Eğret eskiden beri adeta bölgenin tahıl ambarıymış. Kıraç coğrafi yapısı, karasal iklimi, kışın biriken bol kar suyundan sonra 'baharda yağsa da olur yağmasa da' rahatlığına alışık arpa buğday ekimine yönelmişler. Arazi de geniş olunca devlete ödenen vergilerde Eğret hep ön sıralarda yer almış.
Eskiden neredeyse tarlalara yakın miktarda çayırlık alanlara sahipmiş Eğret köyü. Kışlık hayvan yiyeceğinin bir kısmı buraların otları kurutularak karşılanıyormuş. Ama samanın yeri ayrı... O kadar deneyi kaldırdıktan sonra ortaya çıkan saman atılacak değil. Otluklara ot yığılırken samanlıklara da saman depiliyor...
1840-1900 Yılları arasına ait bazı miras paylaşım belgelerinden anlaşılıyor ki o vakitlerde dene kadar kıymetliymiş saman. Bazılarında araba, bazılarında geri hesabıyla belirtilen saman, bazı belgelerde ise birim ve miktar belirtilmeden kayıtlara geçmiş. Her nasıl olursa olsun vefat olayı bahar aylarında değilse, terekede az veya çok mutlaka saman bulunuyor.
Şu bir gerçek, Eğret'te arpa buğday üretiminden daha fazla onların samanı çıkıyor, bu yüzden de eskiden beri samana büyük değer atfedilmiş. Bundan ticari anlamda kazanç elde edilip edilmediği bilinmiyor. Yalnız kendi yiygisi nasıl ki buğdaya dayanıyor, aynen bunun gibi ileşberliğin temeli olan hayvanın yiygisi de saman kabul edilmiş. Bu yüzden olsa gerek harman yerinde buğday tane tane devşirilirken, saman da gerekirse avuç avuç toplanmış; ziyan edilmemiş.
Öncesini bilemiyoruz, ama Cumhuriyet'ten sonra saman satıp harçlık edinme Eğretlilerin belirgin bir ticari hareketi olarak görülüyor. Arabayı tutup (saman doldurup sarmaya 'saman tutma' deniliyor) Afyon ve ova köylerine yöneliyorlar. Ova toprağı az ve meyve sebzeye daha yatkın olduğundan onların samanı hiç bir zaman kendilerine yeterli gelmiyor. Böylece takviye Eğret tarafından geliyor. Hem ovalıların saman ihtiyacı karşılanıyor hem de Eğretliler para kazanıp başka ihtiyaçlarını gideriyor.

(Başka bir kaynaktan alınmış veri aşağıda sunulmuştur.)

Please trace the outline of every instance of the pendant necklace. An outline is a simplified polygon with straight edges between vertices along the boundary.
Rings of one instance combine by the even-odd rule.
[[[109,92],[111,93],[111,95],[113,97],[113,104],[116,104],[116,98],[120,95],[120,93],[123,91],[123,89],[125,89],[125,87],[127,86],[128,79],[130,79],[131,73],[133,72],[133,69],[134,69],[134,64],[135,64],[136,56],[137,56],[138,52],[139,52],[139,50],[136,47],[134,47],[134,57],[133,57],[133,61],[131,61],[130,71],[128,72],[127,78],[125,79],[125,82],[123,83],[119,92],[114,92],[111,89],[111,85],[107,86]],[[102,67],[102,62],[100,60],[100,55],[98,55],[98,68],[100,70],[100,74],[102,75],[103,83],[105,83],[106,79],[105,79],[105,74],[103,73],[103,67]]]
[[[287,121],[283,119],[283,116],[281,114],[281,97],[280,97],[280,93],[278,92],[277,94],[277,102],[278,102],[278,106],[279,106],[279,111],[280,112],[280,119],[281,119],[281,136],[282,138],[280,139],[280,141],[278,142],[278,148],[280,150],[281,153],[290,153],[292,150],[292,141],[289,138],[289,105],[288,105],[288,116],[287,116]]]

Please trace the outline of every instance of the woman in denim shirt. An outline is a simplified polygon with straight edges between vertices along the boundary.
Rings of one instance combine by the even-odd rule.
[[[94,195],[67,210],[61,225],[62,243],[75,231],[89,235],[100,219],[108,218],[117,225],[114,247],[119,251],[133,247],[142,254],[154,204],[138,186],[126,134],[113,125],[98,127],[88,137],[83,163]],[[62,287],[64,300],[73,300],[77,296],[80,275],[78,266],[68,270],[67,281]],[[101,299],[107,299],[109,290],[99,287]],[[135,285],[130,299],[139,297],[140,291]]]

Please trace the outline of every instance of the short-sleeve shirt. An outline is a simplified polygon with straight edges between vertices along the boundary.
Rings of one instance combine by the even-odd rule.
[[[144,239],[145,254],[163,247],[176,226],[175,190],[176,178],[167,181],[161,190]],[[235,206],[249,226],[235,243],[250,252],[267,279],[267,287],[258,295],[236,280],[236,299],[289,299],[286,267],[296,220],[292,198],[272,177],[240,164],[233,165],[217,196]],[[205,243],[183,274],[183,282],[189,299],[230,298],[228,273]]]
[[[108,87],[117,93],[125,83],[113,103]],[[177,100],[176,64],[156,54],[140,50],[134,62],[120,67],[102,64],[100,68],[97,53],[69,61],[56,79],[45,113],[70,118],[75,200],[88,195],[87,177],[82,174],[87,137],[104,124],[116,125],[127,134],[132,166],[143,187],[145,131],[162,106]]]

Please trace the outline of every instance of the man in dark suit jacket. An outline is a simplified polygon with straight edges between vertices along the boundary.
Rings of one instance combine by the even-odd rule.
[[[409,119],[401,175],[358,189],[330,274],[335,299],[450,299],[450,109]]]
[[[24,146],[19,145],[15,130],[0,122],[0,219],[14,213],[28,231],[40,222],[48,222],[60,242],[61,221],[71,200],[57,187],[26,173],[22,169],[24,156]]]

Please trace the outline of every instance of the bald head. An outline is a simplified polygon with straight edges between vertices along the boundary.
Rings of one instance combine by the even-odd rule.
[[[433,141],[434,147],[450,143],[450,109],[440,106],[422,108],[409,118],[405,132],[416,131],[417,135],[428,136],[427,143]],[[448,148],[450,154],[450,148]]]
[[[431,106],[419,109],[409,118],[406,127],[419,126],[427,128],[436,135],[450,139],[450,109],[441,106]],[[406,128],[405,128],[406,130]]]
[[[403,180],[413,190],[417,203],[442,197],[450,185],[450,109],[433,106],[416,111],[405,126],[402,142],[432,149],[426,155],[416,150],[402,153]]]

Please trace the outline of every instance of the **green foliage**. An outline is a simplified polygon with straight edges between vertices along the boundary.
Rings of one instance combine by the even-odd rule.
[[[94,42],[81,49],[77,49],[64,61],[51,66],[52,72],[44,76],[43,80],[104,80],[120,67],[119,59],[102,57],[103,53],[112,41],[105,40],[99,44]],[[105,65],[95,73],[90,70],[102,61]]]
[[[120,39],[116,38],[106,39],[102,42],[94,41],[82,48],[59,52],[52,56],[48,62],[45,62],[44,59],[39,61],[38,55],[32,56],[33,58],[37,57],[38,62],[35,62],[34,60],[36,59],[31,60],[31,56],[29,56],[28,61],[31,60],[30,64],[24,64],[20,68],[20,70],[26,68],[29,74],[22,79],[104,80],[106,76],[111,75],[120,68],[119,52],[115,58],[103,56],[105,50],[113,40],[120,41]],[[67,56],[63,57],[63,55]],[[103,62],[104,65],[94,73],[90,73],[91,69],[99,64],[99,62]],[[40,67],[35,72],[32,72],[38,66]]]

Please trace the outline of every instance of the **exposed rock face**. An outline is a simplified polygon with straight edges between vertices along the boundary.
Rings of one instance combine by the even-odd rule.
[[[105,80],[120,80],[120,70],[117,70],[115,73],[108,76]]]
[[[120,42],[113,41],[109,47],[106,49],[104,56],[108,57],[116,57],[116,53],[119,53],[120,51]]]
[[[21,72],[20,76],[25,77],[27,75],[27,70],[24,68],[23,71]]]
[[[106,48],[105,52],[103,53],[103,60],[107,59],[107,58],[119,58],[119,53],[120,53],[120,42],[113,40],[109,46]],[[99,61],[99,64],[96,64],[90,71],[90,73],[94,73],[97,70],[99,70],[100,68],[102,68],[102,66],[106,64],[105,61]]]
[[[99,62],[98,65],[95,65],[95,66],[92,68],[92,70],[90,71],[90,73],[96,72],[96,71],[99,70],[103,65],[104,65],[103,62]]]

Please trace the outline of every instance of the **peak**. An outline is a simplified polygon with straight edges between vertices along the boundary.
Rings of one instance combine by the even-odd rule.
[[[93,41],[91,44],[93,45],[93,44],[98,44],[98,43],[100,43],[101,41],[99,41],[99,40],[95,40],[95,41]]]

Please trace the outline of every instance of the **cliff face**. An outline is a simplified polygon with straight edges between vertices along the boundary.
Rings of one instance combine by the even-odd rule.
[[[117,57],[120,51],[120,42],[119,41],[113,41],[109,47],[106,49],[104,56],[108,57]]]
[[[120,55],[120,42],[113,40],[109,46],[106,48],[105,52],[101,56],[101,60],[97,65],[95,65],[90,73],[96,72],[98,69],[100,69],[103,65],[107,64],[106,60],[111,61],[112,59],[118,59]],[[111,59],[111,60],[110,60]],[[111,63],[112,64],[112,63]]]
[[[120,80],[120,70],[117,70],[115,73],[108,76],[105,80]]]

Sadece ova köyleri değil, Eğret kadar ileşberlik imkanı bulunmayan dağ köylerine de saman götürdükleri olurmuş. Bunların birinde bir araba saman karşılığında bir araba tahta alıp dönmüşler. Samanın ne kadar değerli olduğunu söylüyoruz, bu örneği de onun için verdim. Bilenler kıyaslıyor, bu alışverişe göre saman bugünkünün beş altı katı daha değerliymiş.
Selimoğlu İsmail Ağa'ya otuzlu kırklı yıllarda 'Samancı' lakabı takılmasının tek sebebi bu saman ticaretiymiş. Öküz arabası, at arabasıyla saman satan çok kişi varmış, ama bunların öne çıkanı İsmail Saçak olmuş. Sülalesi hala bu lakapla anılıyor.

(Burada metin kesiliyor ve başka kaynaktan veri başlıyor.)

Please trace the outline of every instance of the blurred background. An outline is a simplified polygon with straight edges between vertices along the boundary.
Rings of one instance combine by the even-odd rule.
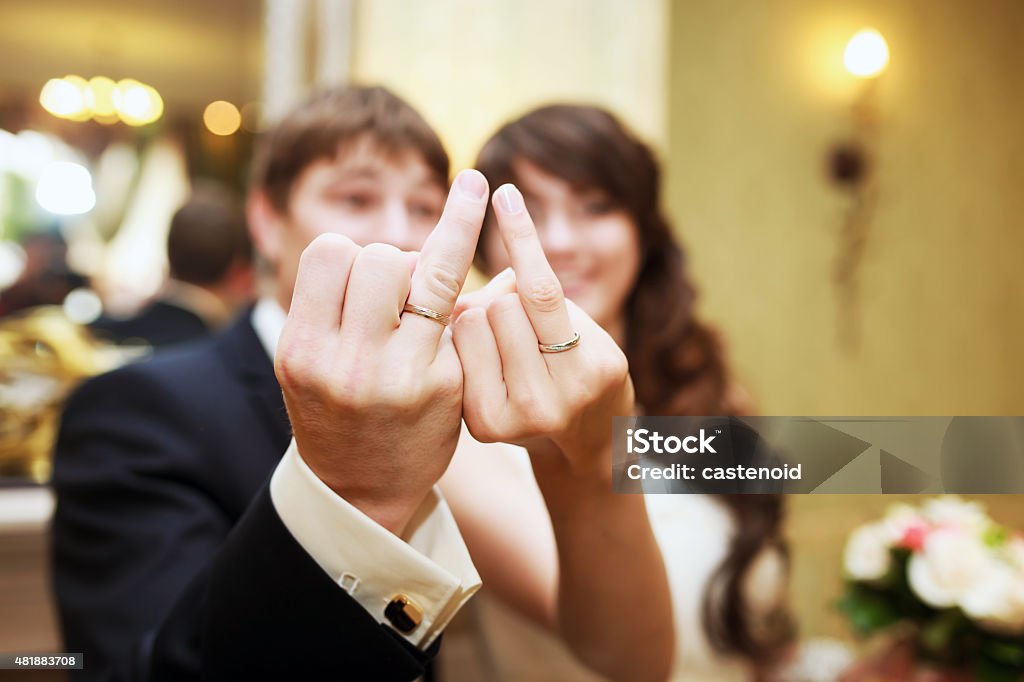
[[[2,0],[0,64],[0,650],[61,648],[30,447],[144,352],[68,350],[77,325],[165,291],[190,187],[240,199],[254,137],[318,83],[392,88],[455,168],[538,104],[611,108],[660,155],[761,414],[1024,413],[1017,0]],[[68,324],[29,327],[40,305]],[[894,501],[790,498],[804,636],[851,638],[842,547]],[[982,501],[1024,527],[1019,498]]]

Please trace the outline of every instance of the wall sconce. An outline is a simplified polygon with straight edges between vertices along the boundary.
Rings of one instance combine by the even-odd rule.
[[[843,64],[861,83],[850,108],[850,134],[829,149],[826,170],[829,180],[850,196],[840,229],[833,281],[839,303],[839,341],[855,350],[860,341],[857,274],[878,193],[874,172],[880,118],[876,87],[889,64],[889,46],[878,31],[863,29],[846,44]]]

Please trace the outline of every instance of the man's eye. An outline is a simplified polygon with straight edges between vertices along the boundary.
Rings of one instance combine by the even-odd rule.
[[[370,194],[353,194],[351,192],[330,194],[328,198],[336,204],[356,211],[367,209],[374,202],[374,198]]]
[[[417,218],[435,219],[441,215],[441,207],[432,203],[414,203],[409,212]]]

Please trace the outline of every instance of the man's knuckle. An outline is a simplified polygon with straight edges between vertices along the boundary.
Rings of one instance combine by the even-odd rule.
[[[423,285],[430,296],[454,301],[462,291],[462,277],[458,269],[449,263],[430,263],[423,273]]]
[[[402,252],[391,244],[367,244],[359,252],[359,260],[374,266],[392,265],[401,258]]]
[[[299,256],[299,262],[337,263],[339,258],[344,257],[353,248],[357,247],[352,240],[343,235],[334,233],[317,235]]]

Genellikle bir gün önceden saman tutuluyor. Harman zamanında samanlığa depilen samanı, ihtiyaç döneminde arabaya yükleyip satışa hazır hale getirmeye saman tutma denildiğini söylemiştik. Buna özel yüksek saman tahtaları var, onları önceden arabaya vurmak gerekiyor. Gergiler çekilip aynı yükseklikte ön ve arka kapaklar yerleştirilmeli. Yani evvela araba hazır olmalı. Aslında bu tahta ve kapaklar da yeni sayılır, Tahtalı Mehmet Ün'den önce geriye yükleniyor saman. Geride ise yan tahtaya, kapağa gerek yok, sadece geri kulaklarını tutup gerdirmek için uzun sırık/direkler olsa yeterli. Ölçü birimi de bu duruma göre değişiyor; iki tahta saman veya üç geri saman gibi... Her neyse, arabaya gündüz gözüyle saman tutulur; hedef yere göre gece yarısı yahut sabaha karşı yola çıkılacak vaziyete getirilirmiş. Varacağın yere sabahleyin varacaksın...
Yarımağa İbrahim Soylu 1953 gibi bir araba yaptırmış, tam 330 liraya mal olmuş. Bu fiyatı dört tahta saman ile ödemişler. Anlıyor musun günümüzden yetmiş yıl önce samanın kıymetini, ve ileşberin dünyasındaki önemini...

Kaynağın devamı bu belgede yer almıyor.